Opinion: Morgan Krupetsky, VP of On-Chain Finance at Ava Labs
Following the passage of the GENIUS Act, the next era of stablecoin use is being driven by a growing constellation of fintechs and neobanks who are integrating stablecoins into their product and service offerings and expanding into areas deemed economically or operationally infeasible with traditional systems, thereby increasing their competitiveness.
These challenger systems offer a direct way for people and businesses to more easily access and store stable value in their mobile wallets. Overcoming financial stability concerns surrounding hyperinflation and currency fluctuations. To carry out remittances and other cross-border transactions. To access credit and savings. And ultimately, you end up spending down or against your holdings in real time.
This ability to access, earn, and spend programmable money created the operational order of stablecoins. This is a strategy that truly democratizes financial access and enables broad economic inclusion.
Stablecoins allow access
First, stablecoins offer clear and fundamental advantages in terms of financial access. These provide an easy and immediate addition to the US dollar, as over 1 billion adults are still excluded from the financial system.
Particularly in the Global South and emerging markets, currencies serve as stable alternatives to potentially unstable local currencies and reliable stores of value.
For companies and individuals suffering from currency fluctuations, stablecoins have been a game-changer. In Argentina, where inflation rates exceed 100% annually, small businesses and freelancers increasingly rely on USDC and USDT to invoice international customers, pay salaries, and protect profits.
In Latin America alone, stablecoins account for almost 30% of remittances in certain corridors. At the same time, other countries such as Turkey use USDT as a hedge against the risk of inflation and currency depreciation.
Fintechs are stepping in to provide historically underserved individuals and businesses with access to U.S. dollars and, in some cases, banking services, entering areas where traditional systems were considered economically, operationally, or technically unfeasible.
ability to earn
With a stablecoin market capitalization of over $265 billion, the “earn” proposition of stablecoins marks the next stage in their evolution. To this end, many of these same fintechs and neobanks are also integrating blockchain-enabled products and services that allow customers to earn or receive rewards on their stablecoin holdings.
Related: Western Union selects Solana for stablecoin and crypto network
In some cases, crypto exchanges integrate DeFi borrowing/lending platforms directly into their exchange or non-custodial wallet products, allowing users to earn money by lending their stablecoins. Companies may also be able to take advantage of the growing ecosystem of tokenized money market funds.
This feature is a powerful antidote for people suffering from high inflation or who have limited access to traditional savings vehicles. In emerging and developing countries, where only a quarter of adults use a savings account, people underserved by traditional banking infrastructure can now more easily make their money work for them.

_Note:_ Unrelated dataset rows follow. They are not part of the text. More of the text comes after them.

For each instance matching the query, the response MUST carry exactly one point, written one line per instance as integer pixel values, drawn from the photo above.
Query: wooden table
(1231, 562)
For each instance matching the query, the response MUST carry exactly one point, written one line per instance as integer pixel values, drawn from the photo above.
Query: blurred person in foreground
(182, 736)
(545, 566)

In Nigeria, PhoneBank allows users to exchange their earnings into dollar-denominated stablecoins and access on-chain savings products that offer yields far above local bank interest rates. These tools allow users to preserve value through their mobile phones, earn passive income, and avoid local currency devaluation.
As mobile and global internet penetration continues to increase, fintechs have an opportunity to not only catch up but also surpass certain incumbents.
when you have time to spend
The ultimate goal of stablecoins is to become the primary medium of exchange, allowing users to transact without moving to a fiat economy. In this “spending” phase, Moving from digital assets to more ubiquitous payment tools.
The platform already enables this with stablecoin-backed cards, allowing users to make instant, low-cost cross-border payments and everyday purchases with just a tap and pay anywhere Visa is accepted. For emerging and developing markets, this provides an important way to avoid high transfer fees, slow bank transfers and limited banking access, fundamentally improving financial inclusion.
Some companies are layering cryptocurrency and stablecoin rewards programs to create everyday spending methods to further drive digital adoption and engagement.
From “crypto casino” to real-world utility
After all, while the global debate continues over the classification and utility of stablecoins, a new financial system that is efficient and inclusive is already being built. Fintechs and neobanks have already demonstrated that stablecoins are an essential part of expanding their global operations, offering entirely new assets and capabilities through evolving storage, acquisition, and payment capabilities.
Stablecoin adoption is rapidly becoming a reality, demonstrating the undeniable value of programmable money beyond crypto casinos.
Already, stablecoin transfer volume in 2024 will exceed the combined transfer volume of Visa and Mastercard. Once seen primarily as a vehicle for speculation and liquidity trading, stablecoins are rapidly becoming something more fundamental: programmable money that can serve as the backbone of responsible global digital finance.
Commenter: Morgan Krupetsky, VP of On-Chain Finance at Ava Labs.
This article is for general informational purposes only and is not intended to be, and should not be taken as, legal or investment advice. The views, ideas, and opinions expressed herein are those of the author alone and do not necessarily reflect or represent the views and opinions of Cointelegraph.